Condition or Disease Intervention/Treatment Phase
Phase 1

Detailed Description

Purpose of the Research Study:

huA33 is an antibody that reacts with the A33 antigen which is produced by colorectal cancers. Prior studies have shown that application of the huA33 antibody may delay the growth of tumor cells producing the respective antigen.

Oxaliplatin and 5-FU are cytotoxic agents which are considered as standard treatment in metastatic colorectal cancer. Leucovorin is a vitamin which enhances the effect of 5-FU.

The primary purpose of this study is to determine whether the combination huA33 plus oxaliplatin, 5-FU and leucovorin is safe and what side effects occur.

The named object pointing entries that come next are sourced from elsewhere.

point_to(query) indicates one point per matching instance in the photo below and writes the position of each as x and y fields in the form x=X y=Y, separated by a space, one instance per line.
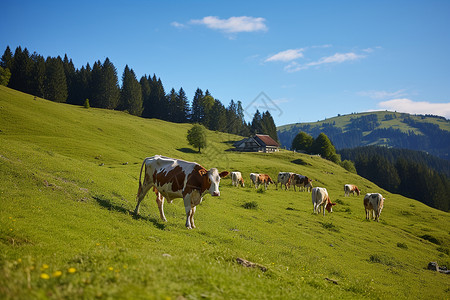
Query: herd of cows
x=174 y=178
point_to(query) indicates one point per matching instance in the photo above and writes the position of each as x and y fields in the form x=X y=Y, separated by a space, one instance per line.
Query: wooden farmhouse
x=257 y=143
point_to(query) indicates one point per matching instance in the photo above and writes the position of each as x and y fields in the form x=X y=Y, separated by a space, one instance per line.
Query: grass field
x=68 y=181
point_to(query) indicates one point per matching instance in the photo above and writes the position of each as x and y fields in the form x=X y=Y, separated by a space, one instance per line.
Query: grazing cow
x=284 y=178
x=236 y=179
x=265 y=179
x=174 y=178
x=254 y=179
x=351 y=188
x=320 y=198
x=373 y=202
x=301 y=181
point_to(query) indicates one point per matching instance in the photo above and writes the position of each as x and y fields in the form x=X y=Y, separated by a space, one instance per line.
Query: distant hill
x=398 y=130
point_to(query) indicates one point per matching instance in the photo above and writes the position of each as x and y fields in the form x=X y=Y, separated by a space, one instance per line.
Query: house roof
x=267 y=140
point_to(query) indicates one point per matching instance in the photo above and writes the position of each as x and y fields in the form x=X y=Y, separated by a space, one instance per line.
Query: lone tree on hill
x=197 y=137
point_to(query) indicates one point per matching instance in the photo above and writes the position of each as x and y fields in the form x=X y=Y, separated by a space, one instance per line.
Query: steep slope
x=392 y=129
x=68 y=184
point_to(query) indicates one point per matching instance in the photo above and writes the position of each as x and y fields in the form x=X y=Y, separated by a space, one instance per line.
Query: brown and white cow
x=301 y=181
x=351 y=188
x=236 y=179
x=373 y=202
x=320 y=200
x=284 y=179
x=264 y=179
x=174 y=178
x=254 y=179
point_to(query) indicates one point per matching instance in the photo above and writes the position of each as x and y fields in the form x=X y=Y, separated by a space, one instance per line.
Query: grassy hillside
x=384 y=128
x=69 y=177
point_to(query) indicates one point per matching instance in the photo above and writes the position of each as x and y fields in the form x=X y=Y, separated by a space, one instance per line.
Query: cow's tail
x=140 y=176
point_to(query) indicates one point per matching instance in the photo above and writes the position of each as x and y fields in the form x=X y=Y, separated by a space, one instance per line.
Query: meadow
x=69 y=178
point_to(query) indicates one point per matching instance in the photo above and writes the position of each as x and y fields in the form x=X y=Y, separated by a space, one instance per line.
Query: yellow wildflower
x=57 y=273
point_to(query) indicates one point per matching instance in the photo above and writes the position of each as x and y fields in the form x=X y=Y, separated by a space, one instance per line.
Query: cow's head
x=329 y=205
x=211 y=180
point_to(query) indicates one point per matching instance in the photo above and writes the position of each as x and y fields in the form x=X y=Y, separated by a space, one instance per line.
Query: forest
x=57 y=79
x=413 y=174
x=366 y=130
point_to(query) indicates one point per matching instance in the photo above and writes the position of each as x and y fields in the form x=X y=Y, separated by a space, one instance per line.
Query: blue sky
x=302 y=60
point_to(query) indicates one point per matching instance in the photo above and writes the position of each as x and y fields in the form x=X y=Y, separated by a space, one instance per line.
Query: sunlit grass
x=69 y=178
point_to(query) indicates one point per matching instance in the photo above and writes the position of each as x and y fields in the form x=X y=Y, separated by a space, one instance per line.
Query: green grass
x=68 y=181
x=396 y=123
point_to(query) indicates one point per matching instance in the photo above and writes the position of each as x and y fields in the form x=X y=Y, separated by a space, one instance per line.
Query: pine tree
x=21 y=71
x=55 y=80
x=196 y=137
x=196 y=113
x=256 y=125
x=7 y=59
x=38 y=75
x=268 y=126
x=323 y=146
x=69 y=71
x=302 y=142
x=183 y=109
x=130 y=94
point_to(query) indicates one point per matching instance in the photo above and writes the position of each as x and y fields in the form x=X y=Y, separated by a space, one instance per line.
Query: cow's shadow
x=187 y=150
x=105 y=203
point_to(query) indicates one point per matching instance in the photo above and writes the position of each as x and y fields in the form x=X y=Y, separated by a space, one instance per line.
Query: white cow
x=254 y=179
x=373 y=202
x=320 y=198
x=236 y=179
x=351 y=188
x=284 y=178
x=175 y=178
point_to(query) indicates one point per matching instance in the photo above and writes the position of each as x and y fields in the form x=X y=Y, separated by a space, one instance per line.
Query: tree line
x=57 y=79
x=413 y=174
x=322 y=146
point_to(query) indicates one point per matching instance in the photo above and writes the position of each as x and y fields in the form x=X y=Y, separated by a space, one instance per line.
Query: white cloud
x=413 y=107
x=233 y=24
x=287 y=55
x=178 y=25
x=336 y=58
x=382 y=94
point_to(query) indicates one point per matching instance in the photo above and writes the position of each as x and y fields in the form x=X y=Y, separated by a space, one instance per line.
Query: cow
x=236 y=179
x=320 y=198
x=254 y=179
x=301 y=181
x=284 y=178
x=351 y=188
x=373 y=202
x=265 y=179
x=175 y=178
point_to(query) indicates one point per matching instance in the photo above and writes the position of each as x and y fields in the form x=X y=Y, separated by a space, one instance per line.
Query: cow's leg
x=142 y=191
x=188 y=209
x=160 y=202
x=192 y=216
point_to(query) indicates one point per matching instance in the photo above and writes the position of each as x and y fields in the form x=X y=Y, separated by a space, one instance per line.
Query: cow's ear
x=223 y=174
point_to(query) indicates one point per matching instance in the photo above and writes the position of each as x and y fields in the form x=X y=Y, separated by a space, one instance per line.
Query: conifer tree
x=7 y=59
x=196 y=112
x=55 y=80
x=183 y=109
x=21 y=70
x=38 y=75
x=302 y=142
x=130 y=94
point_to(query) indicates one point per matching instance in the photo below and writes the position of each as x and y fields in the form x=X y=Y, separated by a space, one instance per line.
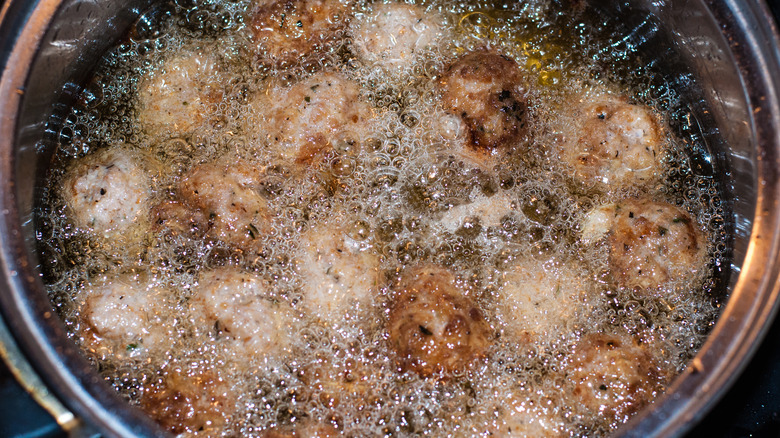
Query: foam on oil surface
x=407 y=196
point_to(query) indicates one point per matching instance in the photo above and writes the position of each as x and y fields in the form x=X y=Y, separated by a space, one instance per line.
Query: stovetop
x=750 y=409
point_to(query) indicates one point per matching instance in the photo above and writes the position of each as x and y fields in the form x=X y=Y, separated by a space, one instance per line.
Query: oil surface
x=397 y=189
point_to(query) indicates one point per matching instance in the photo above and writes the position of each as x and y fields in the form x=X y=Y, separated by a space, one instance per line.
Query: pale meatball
x=615 y=144
x=433 y=328
x=340 y=274
x=288 y=32
x=650 y=243
x=257 y=322
x=125 y=315
x=226 y=195
x=108 y=191
x=611 y=376
x=305 y=120
x=181 y=94
x=538 y=301
x=482 y=211
x=394 y=36
x=189 y=401
x=486 y=91
x=530 y=415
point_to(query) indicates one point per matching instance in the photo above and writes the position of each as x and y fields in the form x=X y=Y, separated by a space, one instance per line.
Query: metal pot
x=726 y=67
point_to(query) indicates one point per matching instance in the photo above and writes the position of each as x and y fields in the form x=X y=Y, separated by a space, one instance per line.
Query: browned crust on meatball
x=613 y=375
x=485 y=90
x=183 y=403
x=652 y=243
x=607 y=145
x=219 y=201
x=433 y=328
x=287 y=32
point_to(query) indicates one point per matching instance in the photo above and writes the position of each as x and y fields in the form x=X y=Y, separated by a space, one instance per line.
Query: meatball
x=125 y=316
x=189 y=401
x=612 y=375
x=108 y=191
x=304 y=121
x=539 y=300
x=482 y=211
x=615 y=144
x=305 y=429
x=181 y=94
x=394 y=36
x=242 y=306
x=287 y=32
x=434 y=328
x=345 y=382
x=524 y=414
x=340 y=274
x=486 y=91
x=650 y=243
x=226 y=194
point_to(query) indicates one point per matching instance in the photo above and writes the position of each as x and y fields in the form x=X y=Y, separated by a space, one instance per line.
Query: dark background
x=750 y=409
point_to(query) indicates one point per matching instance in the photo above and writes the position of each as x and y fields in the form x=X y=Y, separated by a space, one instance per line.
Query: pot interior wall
x=680 y=42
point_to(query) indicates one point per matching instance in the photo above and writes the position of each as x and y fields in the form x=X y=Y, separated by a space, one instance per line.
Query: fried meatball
x=189 y=401
x=181 y=94
x=524 y=414
x=108 y=191
x=486 y=90
x=125 y=316
x=344 y=381
x=257 y=322
x=433 y=328
x=304 y=429
x=650 y=243
x=226 y=194
x=394 y=36
x=287 y=32
x=340 y=274
x=482 y=211
x=611 y=376
x=539 y=300
x=304 y=121
x=615 y=144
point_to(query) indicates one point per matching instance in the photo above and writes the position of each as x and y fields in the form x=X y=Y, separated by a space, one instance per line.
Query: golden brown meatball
x=305 y=120
x=304 y=429
x=257 y=323
x=615 y=144
x=650 y=243
x=612 y=375
x=486 y=91
x=226 y=195
x=189 y=401
x=287 y=32
x=108 y=191
x=433 y=328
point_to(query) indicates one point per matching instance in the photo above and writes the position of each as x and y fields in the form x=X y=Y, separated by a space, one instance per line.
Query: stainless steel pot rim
x=741 y=326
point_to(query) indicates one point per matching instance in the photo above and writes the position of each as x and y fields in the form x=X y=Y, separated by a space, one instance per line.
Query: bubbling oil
x=406 y=196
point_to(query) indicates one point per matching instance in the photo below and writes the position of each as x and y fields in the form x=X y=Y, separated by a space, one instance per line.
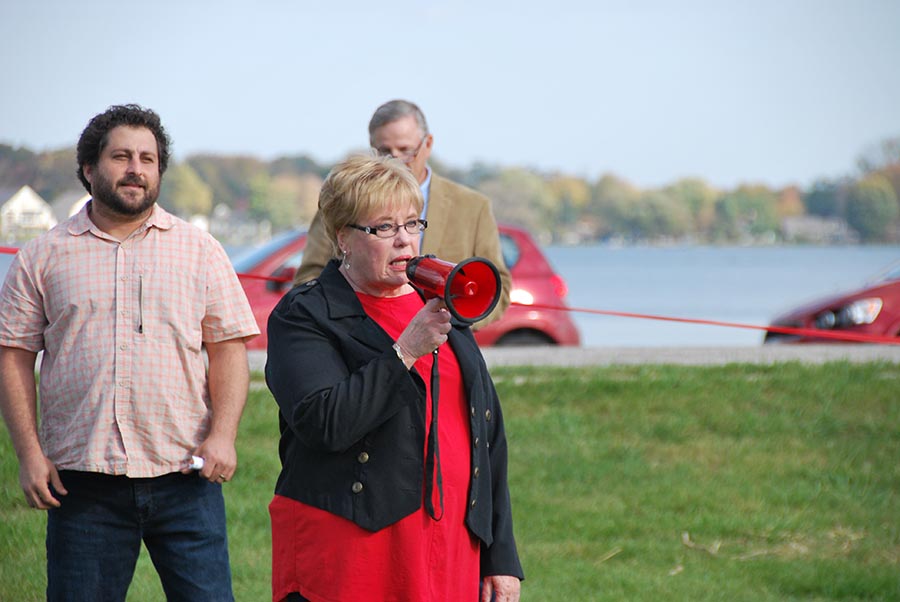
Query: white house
x=24 y=216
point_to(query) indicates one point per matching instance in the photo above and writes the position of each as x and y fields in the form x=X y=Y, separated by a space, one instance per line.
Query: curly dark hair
x=95 y=136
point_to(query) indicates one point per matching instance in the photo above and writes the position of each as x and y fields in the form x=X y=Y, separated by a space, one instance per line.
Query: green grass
x=740 y=482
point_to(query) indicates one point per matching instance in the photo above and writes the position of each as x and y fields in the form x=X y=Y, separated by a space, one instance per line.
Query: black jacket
x=352 y=419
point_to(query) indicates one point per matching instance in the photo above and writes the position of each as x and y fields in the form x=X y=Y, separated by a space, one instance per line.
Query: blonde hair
x=362 y=185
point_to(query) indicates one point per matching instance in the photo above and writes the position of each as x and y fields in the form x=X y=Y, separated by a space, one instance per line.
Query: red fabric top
x=327 y=558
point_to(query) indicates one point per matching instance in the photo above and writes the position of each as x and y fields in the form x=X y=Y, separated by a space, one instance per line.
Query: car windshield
x=247 y=260
x=891 y=272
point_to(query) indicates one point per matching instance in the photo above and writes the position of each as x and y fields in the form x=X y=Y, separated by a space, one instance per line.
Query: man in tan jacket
x=460 y=221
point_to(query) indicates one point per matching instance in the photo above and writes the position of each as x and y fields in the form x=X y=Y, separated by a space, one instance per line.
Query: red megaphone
x=470 y=289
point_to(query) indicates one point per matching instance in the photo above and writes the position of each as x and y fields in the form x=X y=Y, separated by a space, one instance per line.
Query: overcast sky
x=770 y=91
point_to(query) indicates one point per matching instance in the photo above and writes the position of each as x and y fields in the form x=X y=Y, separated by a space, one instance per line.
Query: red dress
x=327 y=558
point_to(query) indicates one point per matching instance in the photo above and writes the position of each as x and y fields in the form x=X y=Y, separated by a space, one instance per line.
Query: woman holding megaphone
x=394 y=458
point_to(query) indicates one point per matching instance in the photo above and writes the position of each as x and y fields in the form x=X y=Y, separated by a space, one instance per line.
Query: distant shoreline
x=688 y=356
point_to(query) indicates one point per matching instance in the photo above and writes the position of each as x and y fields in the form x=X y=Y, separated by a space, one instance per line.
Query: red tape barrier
x=807 y=332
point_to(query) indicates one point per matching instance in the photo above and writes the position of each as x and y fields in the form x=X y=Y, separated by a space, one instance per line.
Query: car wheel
x=524 y=338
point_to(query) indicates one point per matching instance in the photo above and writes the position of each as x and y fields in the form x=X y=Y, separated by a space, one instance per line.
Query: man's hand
x=503 y=588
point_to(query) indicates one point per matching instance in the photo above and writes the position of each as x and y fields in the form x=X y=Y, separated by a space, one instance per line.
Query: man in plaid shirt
x=123 y=299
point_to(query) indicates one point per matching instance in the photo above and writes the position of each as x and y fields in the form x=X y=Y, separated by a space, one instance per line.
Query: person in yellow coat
x=460 y=220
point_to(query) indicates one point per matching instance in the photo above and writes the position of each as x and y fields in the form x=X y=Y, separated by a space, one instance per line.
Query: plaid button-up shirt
x=123 y=386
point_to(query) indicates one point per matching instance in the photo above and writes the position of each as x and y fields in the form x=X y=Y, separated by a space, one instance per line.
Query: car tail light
x=521 y=297
x=861 y=311
x=559 y=286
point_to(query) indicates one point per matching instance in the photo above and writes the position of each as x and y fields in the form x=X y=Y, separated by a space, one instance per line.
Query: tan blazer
x=460 y=225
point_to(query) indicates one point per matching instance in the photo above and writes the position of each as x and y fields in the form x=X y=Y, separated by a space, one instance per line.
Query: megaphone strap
x=433 y=456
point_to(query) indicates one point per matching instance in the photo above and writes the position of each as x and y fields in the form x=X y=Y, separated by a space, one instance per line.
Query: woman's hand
x=426 y=331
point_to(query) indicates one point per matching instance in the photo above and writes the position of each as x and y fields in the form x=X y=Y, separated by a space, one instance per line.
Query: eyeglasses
x=413 y=226
x=406 y=156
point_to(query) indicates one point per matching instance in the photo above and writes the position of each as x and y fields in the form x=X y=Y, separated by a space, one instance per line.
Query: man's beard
x=104 y=193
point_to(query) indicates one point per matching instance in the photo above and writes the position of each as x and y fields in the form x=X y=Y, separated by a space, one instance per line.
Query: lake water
x=744 y=285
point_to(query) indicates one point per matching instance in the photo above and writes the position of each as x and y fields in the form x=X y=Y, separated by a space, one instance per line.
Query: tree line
x=557 y=207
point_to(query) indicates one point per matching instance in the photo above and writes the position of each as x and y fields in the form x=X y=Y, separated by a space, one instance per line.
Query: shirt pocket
x=171 y=304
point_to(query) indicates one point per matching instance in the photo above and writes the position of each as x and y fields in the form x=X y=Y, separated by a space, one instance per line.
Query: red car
x=266 y=272
x=872 y=310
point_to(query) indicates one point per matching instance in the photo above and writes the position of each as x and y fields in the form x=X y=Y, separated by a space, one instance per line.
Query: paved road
x=605 y=356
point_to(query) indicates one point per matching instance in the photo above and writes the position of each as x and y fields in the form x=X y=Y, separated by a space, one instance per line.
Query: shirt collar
x=81 y=221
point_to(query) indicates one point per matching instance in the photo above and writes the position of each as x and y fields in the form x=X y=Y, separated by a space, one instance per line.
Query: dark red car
x=266 y=271
x=871 y=310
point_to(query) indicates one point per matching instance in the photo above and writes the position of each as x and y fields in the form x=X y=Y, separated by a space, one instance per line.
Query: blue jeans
x=94 y=537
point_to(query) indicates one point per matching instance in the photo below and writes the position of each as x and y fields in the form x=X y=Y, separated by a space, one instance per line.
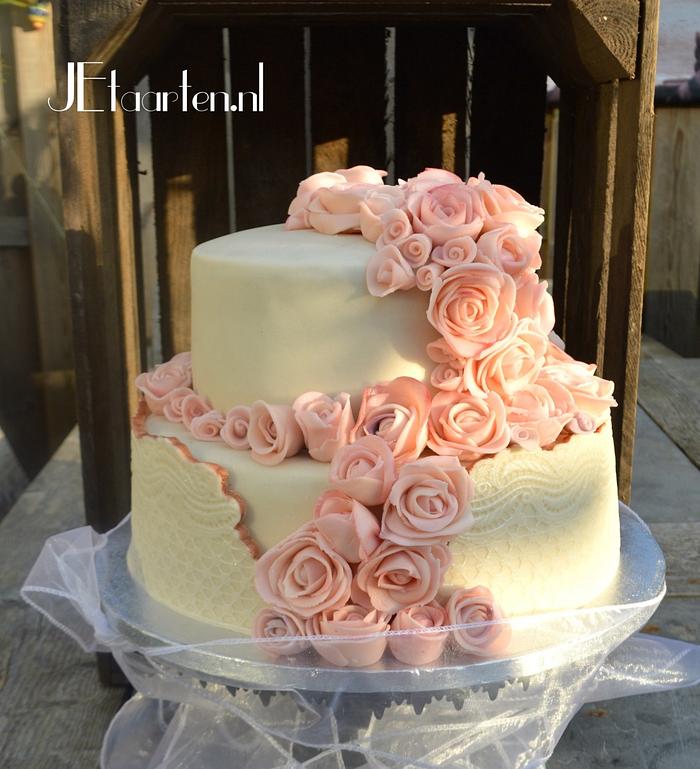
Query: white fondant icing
x=545 y=537
x=278 y=313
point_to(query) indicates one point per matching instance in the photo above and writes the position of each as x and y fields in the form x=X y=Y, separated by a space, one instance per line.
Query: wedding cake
x=375 y=428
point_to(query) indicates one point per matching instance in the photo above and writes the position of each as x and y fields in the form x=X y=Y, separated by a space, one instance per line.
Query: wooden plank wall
x=37 y=391
x=672 y=292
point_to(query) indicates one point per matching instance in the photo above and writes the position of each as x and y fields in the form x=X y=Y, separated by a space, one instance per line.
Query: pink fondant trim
x=138 y=426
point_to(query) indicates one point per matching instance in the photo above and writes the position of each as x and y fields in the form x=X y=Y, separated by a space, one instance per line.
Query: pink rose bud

Description of Research Procedures:

The first step is to determine whether or not patients are eligible for participation in the study. Apart from general blood tests and x-ray studies needed, this involves testing with regard to some special requirements:

  • Three tests of stool to determine if it is positive for blood.

  • Women of childbearing age must have a negative pregnancy test.

  • If patients ever had a treatment with similar substances like huA33 before, a blood sample needs to be tested for antibodies that may have developed against huA33.

After eligibility is established, huA33 will be administered intravenously over a period of 30 minutes once a week at a dose of 10 mg/m2. Starting on day 15 and continuing every second week, oxaliplatin, 5-FU and leucovorin are administered. Oxaliplatin and leucovorin will be given as infusions over 2 hours. Afterwards patients will receive a bolus infusion of 5-FU intravenously followed by an infusion of 5-FU over 22 hours.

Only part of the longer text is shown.